NEW YORK - The family that controls Dow Jones & Co. says it is warming to the idea of selling the company to Rupert Murdoch or someone else, citing the ''evolving competitive environment'' in which the publisher of The Wall Street Journal operates.
To get an idea of just how fast that world is evolving, look no further than a blockbuster deal to combine two major financial news providers, Thomson Corp. and Reuters Group PLC, which first leaked out just two days after the Bancroft family's initial dismissal of Murdoch's bid in early May.
That deal, currently worth $17.8 billion, will create the world's largest provider of real-time financial news and information, putting Dow Jones in an even tougher spot as it tries to expand its presence in electronic media.

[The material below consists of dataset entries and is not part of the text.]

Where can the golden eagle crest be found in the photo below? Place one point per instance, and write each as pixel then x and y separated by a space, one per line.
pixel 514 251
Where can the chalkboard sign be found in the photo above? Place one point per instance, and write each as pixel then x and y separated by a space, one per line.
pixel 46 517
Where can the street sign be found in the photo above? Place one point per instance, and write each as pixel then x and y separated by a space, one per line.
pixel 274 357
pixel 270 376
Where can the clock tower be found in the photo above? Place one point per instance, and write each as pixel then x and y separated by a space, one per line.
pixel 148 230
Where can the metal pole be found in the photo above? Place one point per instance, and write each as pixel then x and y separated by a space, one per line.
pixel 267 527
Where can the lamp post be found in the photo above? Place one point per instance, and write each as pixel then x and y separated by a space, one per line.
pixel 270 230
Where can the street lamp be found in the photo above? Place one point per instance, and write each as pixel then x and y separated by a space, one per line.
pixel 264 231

Dow Jones has been diversifying beyond printed newspapers for years, building up its paid subscription Web site, consolidating its ownership of the news database Factiva and acquiring an online financial news site called MarketWatch.

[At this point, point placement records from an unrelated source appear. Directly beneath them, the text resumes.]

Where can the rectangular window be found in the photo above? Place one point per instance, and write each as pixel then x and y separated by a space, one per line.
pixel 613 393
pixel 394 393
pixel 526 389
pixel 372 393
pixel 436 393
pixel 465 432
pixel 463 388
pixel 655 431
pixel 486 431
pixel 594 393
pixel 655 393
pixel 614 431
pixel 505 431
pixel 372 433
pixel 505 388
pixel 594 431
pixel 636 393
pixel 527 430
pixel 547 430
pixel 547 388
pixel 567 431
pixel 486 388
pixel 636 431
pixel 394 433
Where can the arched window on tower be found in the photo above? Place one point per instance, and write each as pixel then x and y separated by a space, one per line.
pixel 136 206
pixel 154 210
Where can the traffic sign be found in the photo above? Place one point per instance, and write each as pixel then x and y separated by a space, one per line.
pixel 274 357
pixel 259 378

But with a behemoth like Thomson-Reuters about to be created, its very profitable business-focused electronic media could come under even more pressure.
Dow Jones was a pioneer in providing real-time financial news to investors, but it's a business that's been ''commoditized over the years,'' says Jamie Rizzo, a media and entertainment analyst at Fitch Ratings, a debt analysis firm. ''You have Reuters, Bloomberg and Yahoo - it's a different ball-game today.''
While the Journal remains Dow Jones' best-known property, it's also the least profitable. Dow Jones took in more than two-thirds of its profit last year - but just 23 percent of revenues - from products aimed at business customers such as Dow Jones Newswires, Factiva and licensing services.

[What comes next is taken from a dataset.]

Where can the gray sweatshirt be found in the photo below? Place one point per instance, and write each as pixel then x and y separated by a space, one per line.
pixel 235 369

The consumer media segment, meanwhile, consisting largely of the Journal, made up about 63 percent of Dow Jones' revenues last year but was the least profitable of its three divisions, making up less than a quarter of total operating income. Even Dow Jones' relatively small community newspaper business was more profitable than the Journal's business unit last year.
Murdoch says he can change all that, giving the Journal more resources to expand its coverage in Washington and overseas while also spending more to grow the Journal's business online. He also sees opportunities to use Dow Jones' pristine brand name and deep talent pool to launch a business-focused cable news network later this year.
The Bancroft family seems to be coming around. After initially rebuffing Murdoch, the family released a statement late Thursday saying they had agreed to Murdoch's request to meet in person to discuss his offer.
The family said it ''remains resolute in its commitment to preserve and protect the editorial independence and integrity of The Wall Street Journal,'' which has been in the family's control for more than a century.
However, after a lengthy review of Dow Jones' businesses and the marketplace in which it operates, they also determined that ''the mission of Dow Jones may be better accomplished in combination or collaboration'' with another organization, possibly News Corp., Murdoch's media conglomerate.
While the family may be warming to the idea of selling to Murdoch, others in the company remain staunchly opposed. Former board member Jim Ottaway Jr., who controls 5 percent of the company's shareholder vote, is opposed to Murdoch, as is the union representing Journal employees.